You have developed various promotional programs over the past 15 years—which of these are currently running and most relevant in 2025?
We are moving increasingly towards being a profit center for publishers rather than a cost center. This means we are working more and more with the sales teams at publishers rather than the marketing and publicity teams. With our Page Cast, Book Pass, and Reading Pass services, we are now a retailer or vendor of e-books and audiobooks. We try to fill gaps in the market not well addressed by the big reading system, whether that is Amazon, Overdrive, Bolinda, or BorrowBox.
Any plans on developing a D2C site, or is the focus on retailers?
When it comes to our Discovery service offering cloud-hosted samples, our focus is entirely on retailers.

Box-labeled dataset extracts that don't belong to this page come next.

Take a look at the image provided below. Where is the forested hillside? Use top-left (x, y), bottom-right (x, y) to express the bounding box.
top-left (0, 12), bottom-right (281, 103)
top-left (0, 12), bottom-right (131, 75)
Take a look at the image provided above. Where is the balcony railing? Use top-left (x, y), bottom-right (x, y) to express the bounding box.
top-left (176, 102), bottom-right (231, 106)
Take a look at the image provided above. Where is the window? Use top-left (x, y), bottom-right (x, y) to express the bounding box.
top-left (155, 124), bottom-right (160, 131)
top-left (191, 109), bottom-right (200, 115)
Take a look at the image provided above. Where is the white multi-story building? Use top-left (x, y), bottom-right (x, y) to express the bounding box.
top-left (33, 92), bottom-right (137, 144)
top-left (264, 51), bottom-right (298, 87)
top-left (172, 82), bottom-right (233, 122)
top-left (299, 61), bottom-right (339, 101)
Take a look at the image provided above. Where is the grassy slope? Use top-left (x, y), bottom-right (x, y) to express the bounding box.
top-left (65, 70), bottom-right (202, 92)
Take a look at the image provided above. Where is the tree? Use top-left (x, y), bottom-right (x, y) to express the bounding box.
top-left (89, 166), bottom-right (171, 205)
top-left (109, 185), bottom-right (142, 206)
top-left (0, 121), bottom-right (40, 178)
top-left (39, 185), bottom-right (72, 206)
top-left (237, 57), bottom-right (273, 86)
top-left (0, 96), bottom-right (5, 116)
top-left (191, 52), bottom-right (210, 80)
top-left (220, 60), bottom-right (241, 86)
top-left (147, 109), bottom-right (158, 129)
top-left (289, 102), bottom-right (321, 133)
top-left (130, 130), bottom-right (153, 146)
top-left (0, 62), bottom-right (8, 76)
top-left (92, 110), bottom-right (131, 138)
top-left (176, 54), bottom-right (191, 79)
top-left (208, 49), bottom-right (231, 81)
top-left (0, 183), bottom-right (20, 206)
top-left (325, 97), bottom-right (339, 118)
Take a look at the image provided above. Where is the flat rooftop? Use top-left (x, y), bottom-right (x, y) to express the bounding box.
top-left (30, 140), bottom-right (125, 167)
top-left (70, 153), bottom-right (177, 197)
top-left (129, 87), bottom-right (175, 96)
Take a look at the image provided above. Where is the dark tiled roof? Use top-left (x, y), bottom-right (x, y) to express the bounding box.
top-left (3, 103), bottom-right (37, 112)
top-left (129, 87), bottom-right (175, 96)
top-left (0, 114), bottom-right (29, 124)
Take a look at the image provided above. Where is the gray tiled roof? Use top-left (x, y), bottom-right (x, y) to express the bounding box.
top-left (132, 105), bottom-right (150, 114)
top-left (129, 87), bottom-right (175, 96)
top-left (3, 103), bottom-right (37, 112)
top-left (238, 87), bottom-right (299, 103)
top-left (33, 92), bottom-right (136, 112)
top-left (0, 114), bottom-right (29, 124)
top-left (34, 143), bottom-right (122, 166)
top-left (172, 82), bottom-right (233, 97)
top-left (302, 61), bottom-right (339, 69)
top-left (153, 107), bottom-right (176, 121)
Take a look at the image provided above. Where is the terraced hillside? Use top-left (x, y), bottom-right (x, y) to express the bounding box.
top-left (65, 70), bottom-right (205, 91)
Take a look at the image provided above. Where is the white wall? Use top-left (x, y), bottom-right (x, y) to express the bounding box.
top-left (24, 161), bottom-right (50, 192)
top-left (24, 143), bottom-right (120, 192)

However, sometimes the publisher sells direct to consumers and uses our samples for that purpose. When it comes to engaging young readers, we are indeed moving into being a direct to consumers channel, but we are also working with schools and other educational institutions. Our focus is on reading for pleasure and literacy development, not textbooks. Our upcoming Page Cast service is designed to make it really easy to display books on interactive whiteboards and large interactive digital screens.
How have you incorporated or rejected AI in your work developing Jellybooks?
AI is already a firm fixture of the publishing ecosystem. When it comes to samples, we have systems and processes in place to block or discourage the inclusion of content in training models without the publisher's permission. In other areas we collaborate closely with partners on AI-facilitated audio narration. In many situations, the distinction between e-book and audiobook is disappearing, with users switching between reading and listening depending on circumstances or doing both at the same time.
In-house, we are mostly focused on traditional machine learning applications, be it in creating age-appropriate book recommendations for young readers to how to determine where to open a book sample. A big focus for us is how to close the reading gap among young readers and raise the next generation of readers in a world that is overflowing with digital stimuli in the form of video, social networks, and interactive gaming experiences.